The next day, Billy Murkowski walked into the now-anonymous coffee shop. The removal of the street advertising actually caused a positive bump in business and Nate spent most of the morning re-assuring his amped up and intensely highlighted clientele that the decision to go stealth was an attempt to keep the offerings exclusive. Each one of his paying customers loved the idea on being just outside of an inside joke and continued to throw money at him.

"Hello Nate"

"Hello Billy"

"Betty told me about the situation. She also told me to help with it."

"And you are?"

"Helping with it."

"What do you want me to do?"

"First off, I don't know if I should hug you or arrest you but that isn't my place. My place is to provide you with sufficient cover so you don't run afoul of some law."

"I appreciate it."

"I am handing you an envelope with three items in it. One, is a post-dated license to allow you to conduct fair trade which was created by a recently retired inspector. Number two, is a series of health inspection records, elegantly matching up with the license. And number three, well, let's say Betty still has a sense of humor."

"Which is?"

"A historical designation certificate to protect you from absolutely everything. Evidentially, this building was used in the Manhattan Project."

"And the project is...."

"Still classified."

"Nice touch."

"I was never here."

"Understood. However, just for fun, do you want to try the coffee."

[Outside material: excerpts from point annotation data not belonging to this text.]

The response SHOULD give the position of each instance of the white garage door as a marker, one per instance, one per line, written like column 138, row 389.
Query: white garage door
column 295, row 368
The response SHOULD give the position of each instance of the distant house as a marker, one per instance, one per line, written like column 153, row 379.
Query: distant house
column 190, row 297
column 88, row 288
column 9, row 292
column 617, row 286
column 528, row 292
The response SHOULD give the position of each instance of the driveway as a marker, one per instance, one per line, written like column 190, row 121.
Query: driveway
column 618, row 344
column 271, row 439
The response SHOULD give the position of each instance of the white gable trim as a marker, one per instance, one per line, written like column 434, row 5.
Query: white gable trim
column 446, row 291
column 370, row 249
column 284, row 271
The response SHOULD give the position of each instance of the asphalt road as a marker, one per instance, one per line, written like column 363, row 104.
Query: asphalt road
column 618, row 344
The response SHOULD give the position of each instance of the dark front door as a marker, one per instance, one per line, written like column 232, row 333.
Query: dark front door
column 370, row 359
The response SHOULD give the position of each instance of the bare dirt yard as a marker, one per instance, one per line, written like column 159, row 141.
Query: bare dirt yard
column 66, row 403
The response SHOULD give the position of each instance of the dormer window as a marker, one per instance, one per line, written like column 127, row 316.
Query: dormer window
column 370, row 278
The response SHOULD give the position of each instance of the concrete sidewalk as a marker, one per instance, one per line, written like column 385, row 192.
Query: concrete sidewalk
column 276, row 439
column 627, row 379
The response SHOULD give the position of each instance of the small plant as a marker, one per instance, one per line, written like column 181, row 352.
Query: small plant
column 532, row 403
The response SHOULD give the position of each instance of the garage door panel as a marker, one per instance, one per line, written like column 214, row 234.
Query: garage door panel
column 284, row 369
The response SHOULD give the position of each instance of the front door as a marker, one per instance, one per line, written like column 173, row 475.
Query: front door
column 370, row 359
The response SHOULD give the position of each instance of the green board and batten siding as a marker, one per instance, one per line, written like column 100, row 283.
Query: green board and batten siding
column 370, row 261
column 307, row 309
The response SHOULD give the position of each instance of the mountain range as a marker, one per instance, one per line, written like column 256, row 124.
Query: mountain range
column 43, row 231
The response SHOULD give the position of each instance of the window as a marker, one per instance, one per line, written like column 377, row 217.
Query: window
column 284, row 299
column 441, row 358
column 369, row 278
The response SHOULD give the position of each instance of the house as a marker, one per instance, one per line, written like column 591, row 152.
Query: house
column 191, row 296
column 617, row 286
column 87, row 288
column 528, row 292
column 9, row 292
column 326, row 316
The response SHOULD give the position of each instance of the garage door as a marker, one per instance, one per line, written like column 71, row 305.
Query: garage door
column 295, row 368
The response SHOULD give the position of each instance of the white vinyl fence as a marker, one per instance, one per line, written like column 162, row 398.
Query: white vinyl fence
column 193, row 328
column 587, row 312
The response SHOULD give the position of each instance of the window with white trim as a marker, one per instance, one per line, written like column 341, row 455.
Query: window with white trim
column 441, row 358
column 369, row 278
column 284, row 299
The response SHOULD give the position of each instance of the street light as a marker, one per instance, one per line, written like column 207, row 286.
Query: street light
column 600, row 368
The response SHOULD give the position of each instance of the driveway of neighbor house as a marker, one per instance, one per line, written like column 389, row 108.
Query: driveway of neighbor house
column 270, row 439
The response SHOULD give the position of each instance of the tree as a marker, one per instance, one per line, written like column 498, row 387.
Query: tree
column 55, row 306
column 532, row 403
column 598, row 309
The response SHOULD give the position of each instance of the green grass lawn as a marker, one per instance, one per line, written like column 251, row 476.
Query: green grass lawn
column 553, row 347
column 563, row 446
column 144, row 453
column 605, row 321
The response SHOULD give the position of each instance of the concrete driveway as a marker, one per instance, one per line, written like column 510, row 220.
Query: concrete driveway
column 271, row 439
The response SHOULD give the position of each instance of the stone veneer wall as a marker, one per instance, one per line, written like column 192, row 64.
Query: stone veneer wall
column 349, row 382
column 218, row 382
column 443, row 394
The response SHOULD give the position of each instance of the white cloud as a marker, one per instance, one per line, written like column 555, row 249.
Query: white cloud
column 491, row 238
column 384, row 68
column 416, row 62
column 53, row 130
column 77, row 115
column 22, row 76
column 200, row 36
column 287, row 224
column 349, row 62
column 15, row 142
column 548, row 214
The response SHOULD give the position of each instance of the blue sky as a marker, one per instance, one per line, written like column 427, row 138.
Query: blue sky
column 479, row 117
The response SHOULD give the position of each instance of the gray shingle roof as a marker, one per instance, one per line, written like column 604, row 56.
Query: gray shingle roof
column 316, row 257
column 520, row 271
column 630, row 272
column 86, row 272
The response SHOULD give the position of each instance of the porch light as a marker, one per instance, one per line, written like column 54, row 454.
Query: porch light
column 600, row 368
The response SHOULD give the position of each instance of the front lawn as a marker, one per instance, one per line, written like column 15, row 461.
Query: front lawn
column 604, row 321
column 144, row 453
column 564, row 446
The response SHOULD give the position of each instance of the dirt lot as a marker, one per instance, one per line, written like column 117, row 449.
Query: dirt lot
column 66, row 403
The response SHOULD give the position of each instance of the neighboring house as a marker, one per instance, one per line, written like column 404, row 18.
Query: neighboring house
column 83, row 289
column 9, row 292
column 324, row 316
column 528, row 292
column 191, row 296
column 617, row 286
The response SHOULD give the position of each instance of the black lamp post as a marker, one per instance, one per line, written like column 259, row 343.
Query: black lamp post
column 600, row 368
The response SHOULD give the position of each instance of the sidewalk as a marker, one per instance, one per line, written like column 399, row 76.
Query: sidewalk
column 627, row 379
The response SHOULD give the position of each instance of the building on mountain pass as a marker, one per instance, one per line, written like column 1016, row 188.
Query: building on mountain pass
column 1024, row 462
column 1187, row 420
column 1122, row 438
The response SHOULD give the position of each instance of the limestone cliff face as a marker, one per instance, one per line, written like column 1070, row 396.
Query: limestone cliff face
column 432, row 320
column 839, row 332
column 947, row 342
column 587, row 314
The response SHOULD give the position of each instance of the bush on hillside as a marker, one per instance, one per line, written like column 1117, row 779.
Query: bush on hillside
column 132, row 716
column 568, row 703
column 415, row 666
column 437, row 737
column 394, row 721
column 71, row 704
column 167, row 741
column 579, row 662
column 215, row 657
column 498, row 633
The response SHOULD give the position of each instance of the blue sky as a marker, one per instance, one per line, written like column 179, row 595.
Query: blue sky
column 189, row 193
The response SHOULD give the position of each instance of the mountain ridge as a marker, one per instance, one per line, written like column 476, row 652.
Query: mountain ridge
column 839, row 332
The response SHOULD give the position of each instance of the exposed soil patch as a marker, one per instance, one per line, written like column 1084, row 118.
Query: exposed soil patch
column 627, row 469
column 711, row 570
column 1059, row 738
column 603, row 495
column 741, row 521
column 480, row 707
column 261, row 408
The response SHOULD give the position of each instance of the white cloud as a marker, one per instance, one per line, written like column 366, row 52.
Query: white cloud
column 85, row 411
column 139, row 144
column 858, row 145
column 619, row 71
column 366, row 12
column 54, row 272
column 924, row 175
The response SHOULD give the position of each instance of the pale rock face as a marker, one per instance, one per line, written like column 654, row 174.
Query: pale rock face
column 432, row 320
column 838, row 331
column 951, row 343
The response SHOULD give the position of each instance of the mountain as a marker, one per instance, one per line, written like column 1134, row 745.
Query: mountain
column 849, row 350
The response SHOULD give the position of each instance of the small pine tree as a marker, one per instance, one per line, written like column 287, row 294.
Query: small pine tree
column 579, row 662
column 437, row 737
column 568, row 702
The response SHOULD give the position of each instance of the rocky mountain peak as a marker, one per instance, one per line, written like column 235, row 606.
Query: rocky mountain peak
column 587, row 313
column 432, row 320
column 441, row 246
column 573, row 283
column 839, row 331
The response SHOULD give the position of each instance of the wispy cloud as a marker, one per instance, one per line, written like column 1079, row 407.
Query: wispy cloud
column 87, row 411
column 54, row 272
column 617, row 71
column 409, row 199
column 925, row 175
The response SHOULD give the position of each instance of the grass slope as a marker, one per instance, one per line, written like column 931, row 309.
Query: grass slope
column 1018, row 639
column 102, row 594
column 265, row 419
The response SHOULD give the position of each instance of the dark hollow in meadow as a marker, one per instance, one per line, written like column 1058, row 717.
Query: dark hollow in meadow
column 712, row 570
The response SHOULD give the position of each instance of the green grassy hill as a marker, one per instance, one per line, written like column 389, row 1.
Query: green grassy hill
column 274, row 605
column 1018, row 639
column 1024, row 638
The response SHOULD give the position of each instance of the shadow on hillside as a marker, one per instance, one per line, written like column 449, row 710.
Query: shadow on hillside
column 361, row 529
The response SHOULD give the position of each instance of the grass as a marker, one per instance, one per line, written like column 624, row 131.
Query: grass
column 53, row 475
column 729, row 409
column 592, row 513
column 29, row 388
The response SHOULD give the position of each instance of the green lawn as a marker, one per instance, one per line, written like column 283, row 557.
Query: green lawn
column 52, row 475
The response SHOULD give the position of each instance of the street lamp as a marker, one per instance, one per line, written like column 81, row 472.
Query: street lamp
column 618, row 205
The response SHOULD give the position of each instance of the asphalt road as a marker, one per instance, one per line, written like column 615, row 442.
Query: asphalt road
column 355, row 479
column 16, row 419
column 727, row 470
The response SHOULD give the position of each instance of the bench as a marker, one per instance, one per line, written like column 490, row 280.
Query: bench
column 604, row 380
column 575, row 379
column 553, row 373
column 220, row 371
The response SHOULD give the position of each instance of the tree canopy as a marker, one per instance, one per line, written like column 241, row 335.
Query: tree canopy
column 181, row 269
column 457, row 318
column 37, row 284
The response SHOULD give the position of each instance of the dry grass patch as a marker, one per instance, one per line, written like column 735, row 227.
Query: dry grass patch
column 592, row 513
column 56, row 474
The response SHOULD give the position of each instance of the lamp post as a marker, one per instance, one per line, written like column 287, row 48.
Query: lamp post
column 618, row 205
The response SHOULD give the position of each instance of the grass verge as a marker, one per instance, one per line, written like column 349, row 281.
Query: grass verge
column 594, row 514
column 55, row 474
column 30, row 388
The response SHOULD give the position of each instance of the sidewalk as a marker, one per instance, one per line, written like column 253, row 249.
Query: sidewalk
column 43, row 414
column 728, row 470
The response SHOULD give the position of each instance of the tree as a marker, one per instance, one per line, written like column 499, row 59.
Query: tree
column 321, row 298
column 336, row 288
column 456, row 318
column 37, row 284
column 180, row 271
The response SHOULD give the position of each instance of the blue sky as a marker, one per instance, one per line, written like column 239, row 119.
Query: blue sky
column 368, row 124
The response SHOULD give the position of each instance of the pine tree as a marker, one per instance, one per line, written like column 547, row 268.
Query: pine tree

He went in the back and poured some high-test into a fairly clean china cup. He brought it out and presented it to Billy with a sincere flourish.

Billy took the cup, without reverence, and drew back a healthy sip. He smiled and whispered, "Really, you ought to be ashamed of yourself."

Nate said, "Any other advice?"

"I am glad you  took down the signs. You may want to affiliate it with a church but you should be good for awhile. Say hi to Betty and tell her this makes us almost even."

Billy smiled and walked out. Nate waved and figured the next step was the media; this would be tricky.